We sat down on a backless bench, facing the breeze from the river, and I asked her if she had reconsidered. She had to know that after some years, I wouldn’t be the only one wondering.
She said she knows, but she felt it will all be fine, no matter what happens in the middle, no matter who asks the question. She spoke like someone who believed in the inevitability of happiness, its typical tenacity to sneak back in between long, grey intervals of grief. From her point of view it seemed unbelievably foolish to pursue the thread leading to the source of the sorrow, to plead and beg whoever it was to complete the picture, to remain with us for the sake of an origin story. When I think about it now, her explanation was not totally unlike her. Even after our parents had died, she had found this idea of returning to roots vulgar, of going to the ancestral village and distributing sweets on death anniversaries, arranging a priest for the sacred fire, the rituals of ash and dust, drawing concentric circles from the centre of our lives to create a hierarchy of relatives—cousins first, then uncles and aunts, and then in-laws and outlaws swarming at the outermost rings. All this was too demeaning, this cheap chopping up of a tragedy and scattering it outwards, like breadcrumbs flung for crows. Perhaps she treated deaths and births as things arising out of small, strange chinks in the knitwork of intercrossing lives—better to not quibble about their reasons and simply accept the aftermath. The time had come for an absence of her own, something she would possess all by herself, and I was entitled to phantoms of my own.
After a patch of silence, I moved on. I asked her about something that had happened in the past, just like the old days. She thought about it for a bit, her face still until the ripple of recollection runs through it, and she answered. Again, I added, half-teasingly as usual, knowing perfectly well that she remembered, “And how are you so sure?”

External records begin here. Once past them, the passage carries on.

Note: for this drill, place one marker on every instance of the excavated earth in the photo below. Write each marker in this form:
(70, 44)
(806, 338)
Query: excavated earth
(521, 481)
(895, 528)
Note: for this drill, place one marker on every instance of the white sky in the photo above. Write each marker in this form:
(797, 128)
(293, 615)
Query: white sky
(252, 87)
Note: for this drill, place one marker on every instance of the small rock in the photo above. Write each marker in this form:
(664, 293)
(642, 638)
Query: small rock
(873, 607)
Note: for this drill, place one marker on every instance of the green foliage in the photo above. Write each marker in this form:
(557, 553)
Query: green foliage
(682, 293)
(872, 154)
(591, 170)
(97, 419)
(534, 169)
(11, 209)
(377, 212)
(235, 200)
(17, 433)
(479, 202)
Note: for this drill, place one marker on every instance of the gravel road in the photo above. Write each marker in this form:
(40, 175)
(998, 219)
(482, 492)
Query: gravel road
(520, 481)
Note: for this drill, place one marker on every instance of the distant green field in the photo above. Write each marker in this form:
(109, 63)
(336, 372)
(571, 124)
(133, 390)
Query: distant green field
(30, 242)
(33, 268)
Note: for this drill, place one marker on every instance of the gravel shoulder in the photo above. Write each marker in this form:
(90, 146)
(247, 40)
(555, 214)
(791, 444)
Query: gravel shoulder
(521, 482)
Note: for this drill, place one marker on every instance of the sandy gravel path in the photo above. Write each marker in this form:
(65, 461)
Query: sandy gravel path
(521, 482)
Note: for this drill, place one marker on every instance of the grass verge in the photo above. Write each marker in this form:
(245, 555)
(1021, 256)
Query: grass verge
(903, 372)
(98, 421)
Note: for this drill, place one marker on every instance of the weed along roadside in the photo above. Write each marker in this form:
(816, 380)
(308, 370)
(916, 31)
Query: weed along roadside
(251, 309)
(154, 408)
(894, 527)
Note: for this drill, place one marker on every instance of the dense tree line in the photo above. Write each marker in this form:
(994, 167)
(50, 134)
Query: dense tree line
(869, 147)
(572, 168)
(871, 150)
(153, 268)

“Because I remember that. . .,” and she described the scene and the events neighbouring it, every rendition surer than the last, as if memory is the purpose and not a consolation, and all of reality had been a rehearsal for remembering well. I think this is the closest thing to a family tradition we have—my forgetting and her remembering, and this will keep repeating itself, over and over again in our lives, until the world is without us again.
It was time to go. I picked up the camera and her bag—I’ve been carrying it ever since he was born. I have taken up the responsibility to teach him language. I said I’ll try my best to take the intercity bus and come home on weekends. Even at the end of a long reign of absence, I feel a strange warmth for whatever had begun all those years ago when we started living by ourselves, for the texture of that time, when the days undulated differently than they will do now.